Échos de grandes paroles
Voir au cinéma le collectif Les sept dernières paroles, c’est plonger en méditation sous les accords de Franz Joseph Haydn. On devait au grand compositeur autrichien l’Opus 51, sept sonates d’après les sept dernières paroles du Christ retenues par les Évangiles, sur fond de désespoir, de foi, de douleur, d’humanité profonde surtout. Dans ce film à sketchs, forcément inégal mais de haut niveau, six cinéastes canadiens s’en inspirent avec des images contemporaines sous les archets du Callino Quartet. Cette oeuvre profonde et émouvante devrait faire la tournée des festivals de films internationaux.


Philippe Papineau

Les Rouges dans la forêt verte
La bédé La petite Russie, de Francis Desharnais, est un hybride entre le livre d’histoire et l’album de famille. L’auteur y raconte l’arrivée de son grand-père Marcel et de son épouse Antoinette à Guyenne, en Abitibi, à la fin des années 1940. L’intérêt principal de cette colonie est qu’elle fonctionnait sous forme de coopérative où les travailleurs du bois redonnaient la moitié de leur salaire pour son développement. La petite Russie se lit comme une fiction bien québécoise et permet en même temps de réfléchir sur notre territoire et ses ressources, en plus de mettre en avant ceux qui ont défriché la trail.


Valérie Duhaime

La bataille de l’Europe
En deux ans et demi, le balado quotidien du New York Times, The Daily, s’est installé parmi les incontournables de l’information racontée. Parfois une vitrine sur les reportages publiés dans le journal, parfois un éclairage sur un enjeu précis, la quotidienne animée par Michael Barbaro est un moment de profondeur dans un écosystème tout en rapidité.
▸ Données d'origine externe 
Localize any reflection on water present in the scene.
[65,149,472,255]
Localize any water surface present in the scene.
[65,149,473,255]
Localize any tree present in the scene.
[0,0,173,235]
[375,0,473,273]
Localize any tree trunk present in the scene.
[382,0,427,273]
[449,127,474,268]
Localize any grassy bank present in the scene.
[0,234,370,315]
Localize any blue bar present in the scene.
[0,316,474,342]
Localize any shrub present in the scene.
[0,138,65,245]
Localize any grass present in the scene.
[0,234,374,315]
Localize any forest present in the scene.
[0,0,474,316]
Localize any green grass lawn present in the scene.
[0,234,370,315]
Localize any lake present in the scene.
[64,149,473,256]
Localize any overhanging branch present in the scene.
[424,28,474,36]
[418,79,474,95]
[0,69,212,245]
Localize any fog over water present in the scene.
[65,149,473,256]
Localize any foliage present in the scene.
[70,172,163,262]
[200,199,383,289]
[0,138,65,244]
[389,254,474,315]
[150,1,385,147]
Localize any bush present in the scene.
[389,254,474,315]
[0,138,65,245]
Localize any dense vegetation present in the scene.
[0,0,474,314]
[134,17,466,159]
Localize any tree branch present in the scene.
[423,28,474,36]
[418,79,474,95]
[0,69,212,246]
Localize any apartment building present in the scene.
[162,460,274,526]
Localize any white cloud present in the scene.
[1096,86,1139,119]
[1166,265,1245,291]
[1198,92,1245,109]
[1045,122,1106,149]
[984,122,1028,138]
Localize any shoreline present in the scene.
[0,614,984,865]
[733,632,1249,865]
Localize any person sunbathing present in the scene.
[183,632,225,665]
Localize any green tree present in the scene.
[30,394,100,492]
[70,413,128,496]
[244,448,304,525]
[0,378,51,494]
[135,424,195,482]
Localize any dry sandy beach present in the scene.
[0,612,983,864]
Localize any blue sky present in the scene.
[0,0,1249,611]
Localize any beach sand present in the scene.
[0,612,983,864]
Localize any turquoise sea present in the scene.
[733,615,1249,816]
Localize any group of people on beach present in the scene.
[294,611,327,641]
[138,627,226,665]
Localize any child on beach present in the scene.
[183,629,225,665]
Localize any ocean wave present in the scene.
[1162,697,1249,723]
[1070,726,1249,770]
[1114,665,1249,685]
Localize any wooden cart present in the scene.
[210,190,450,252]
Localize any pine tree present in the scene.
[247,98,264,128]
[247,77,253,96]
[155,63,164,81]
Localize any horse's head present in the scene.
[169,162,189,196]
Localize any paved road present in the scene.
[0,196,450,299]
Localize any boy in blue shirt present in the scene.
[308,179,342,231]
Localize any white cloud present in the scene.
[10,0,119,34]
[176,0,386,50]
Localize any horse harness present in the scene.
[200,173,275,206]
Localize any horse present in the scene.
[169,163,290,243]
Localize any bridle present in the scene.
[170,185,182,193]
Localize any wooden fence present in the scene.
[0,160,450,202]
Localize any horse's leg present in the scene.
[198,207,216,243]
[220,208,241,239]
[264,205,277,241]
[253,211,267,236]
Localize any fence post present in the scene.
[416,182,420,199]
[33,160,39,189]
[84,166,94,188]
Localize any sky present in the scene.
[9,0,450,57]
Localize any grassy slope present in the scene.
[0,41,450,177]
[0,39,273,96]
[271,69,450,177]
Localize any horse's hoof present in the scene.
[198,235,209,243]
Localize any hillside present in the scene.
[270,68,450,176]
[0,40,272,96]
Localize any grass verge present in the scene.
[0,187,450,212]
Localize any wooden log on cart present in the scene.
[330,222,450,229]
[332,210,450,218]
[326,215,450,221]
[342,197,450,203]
La semaine dernière, The Daily offrait une plongée dans les nationalismes européens, parcourant la France, l’Italie, la Pologne et l’Allemagne. Une mise en perspective plus que bienvenue.


Sylvie St-Jacques

Les baronnes s’éclatent
Déployant leurs dons satiriques pour créer des sketchs sur l’âge, la parentalité, la réalité LGBTQ, la mode, l’amitié ou la vie de bureau, les Baronness Von Sketch donnent dans un humour féministe teinté d’absurde. Union humoristique formée par Carolyn Taylor, Meredith MacNeill, Aurora Browne et Jennifer Whalen, ce quatuor né à CBC offre sur Netflix trois saisons d’épisodes de 30 minutes écrits et joués par des comédiennes qui, plutôt que de cacher leur âge, leurs rides et leurs rondeurs, se mettent en scène dans diverses situations aussi burlesques que réelles. Franchement hilarant et rafraîchissant.